Hidden Overheads

One day I was sitting around thinking about performance, when a thought popped into my head – how can it be that systems programmers shun higher-level languages due to their hidden performance costs when even C has plenty of areas where something expensive can happen without much ceremony or acknowledgement from the language? To answer that question we first need to take a look at some of the hidden costs present in higher-level languages.

Garbage collector pauses

I’d say there is a general consensus among programmers that garbage-collected languages are not an option for systems programming. Take Go, a language which uses garbage collection for memory management and which originally marketed itself as a systems programming language, only to abandon that notion soon after release. Perhaps the reason for this was that systems programmers find a language with a garbage collector unsuited to their work.

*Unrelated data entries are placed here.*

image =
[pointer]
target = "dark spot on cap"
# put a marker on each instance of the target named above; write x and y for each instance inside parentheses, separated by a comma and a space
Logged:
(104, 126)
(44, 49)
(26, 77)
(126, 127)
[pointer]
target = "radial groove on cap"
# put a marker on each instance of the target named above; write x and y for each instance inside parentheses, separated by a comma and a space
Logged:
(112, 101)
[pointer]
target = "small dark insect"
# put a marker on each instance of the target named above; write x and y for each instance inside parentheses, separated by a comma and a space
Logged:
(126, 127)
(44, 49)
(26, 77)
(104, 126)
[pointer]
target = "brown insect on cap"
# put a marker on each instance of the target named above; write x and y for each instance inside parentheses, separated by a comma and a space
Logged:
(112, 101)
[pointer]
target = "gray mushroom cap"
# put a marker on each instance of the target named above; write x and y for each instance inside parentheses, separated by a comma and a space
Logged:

One of the reasons GC is often considered unacceptable for systems programming is the hidden cost collector pauses incur. Of course, managing memory through automatic garbage collection has a variety of other overheads, such as memory usage, runtime implementation complexity and so on, but that’s not the focus here. With a non-pauseless garbage collector at play, your program will be interrupted at certain intervals to give the GC a chance to do its dirty work. As systems programmers, we want to have total control over what the target machine executes.

Copy on write

The Swift programming language has a focus on values which goes far beyond the likes of C#, Kotlin, and so on. While the latter make it easier to work with data instead of objects by generating boilerplate methods and constructors, Swift goes comparatively all out. For instance, the fundamental collections in the standard library are actually value types. No more mysterious “who-modified-the-ArrayList-after-I-passed-it-twenty-levels-down-the-call-stack” bugs! Of course, without a bit of trickery this is unworkable: imagine if your 100 megabyte uncompressed texture was copied every time you passed it to a function.

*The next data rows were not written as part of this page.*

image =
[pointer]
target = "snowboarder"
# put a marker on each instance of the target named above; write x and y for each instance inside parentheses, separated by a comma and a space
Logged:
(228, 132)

To solve this, Swift implements a scheme called Copy on Write, or CoW. It does exactly what it says on the tin: data is actually passed by reference, avoiding expensive copies. When you try to modify this referenced data, a duplicate is created so the original copy of the data remains untouched. The catch is that a simple data[x] = 10 doesn’t look expensive, even though it could involve memcpying gigabytes of data – a hidden cost.

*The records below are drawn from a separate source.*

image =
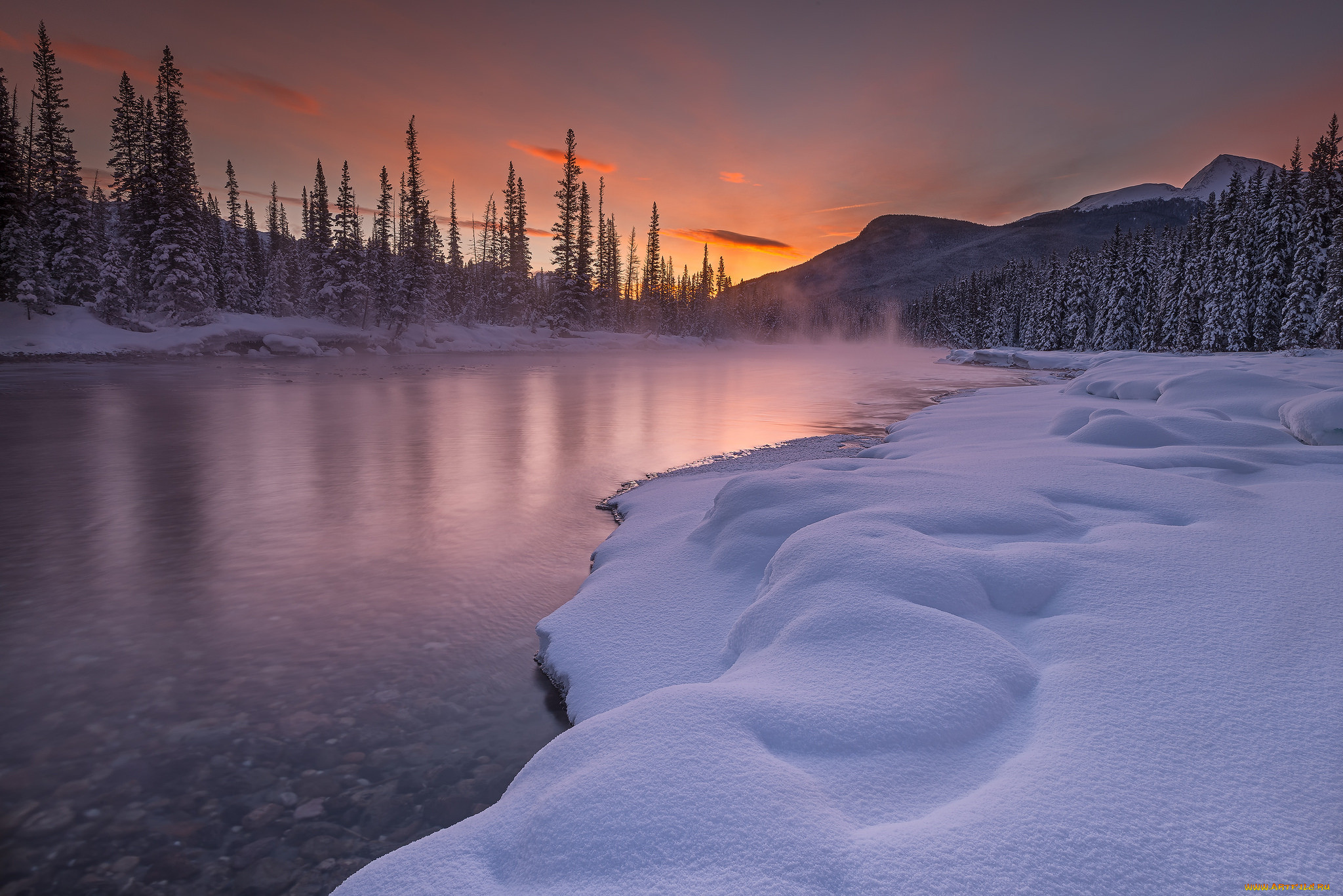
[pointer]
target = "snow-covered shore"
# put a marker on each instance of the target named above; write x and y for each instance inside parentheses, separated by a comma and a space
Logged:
(77, 331)
(1076, 637)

Unicode segmentation on indexing

In general, if you’re programming in a language with C-like syntax, you expect indexing to be an O(1) operation. For this assumption to hold, indexing can’t consist of much more than the O(1) computation of a memory address and then a subsequent load from that address. A hashmap lookup or a simple *(pointer + offset) both fit the bill.

Unfortunately for you, UTF-8 is space-efficient, exceedingly popular, and also variable width, meaning that indexing into it based on what humans call “characters” (but Unicode calls extended grapheme clusters) requires a scan through the whole string up till the requested index, making indexing O(n).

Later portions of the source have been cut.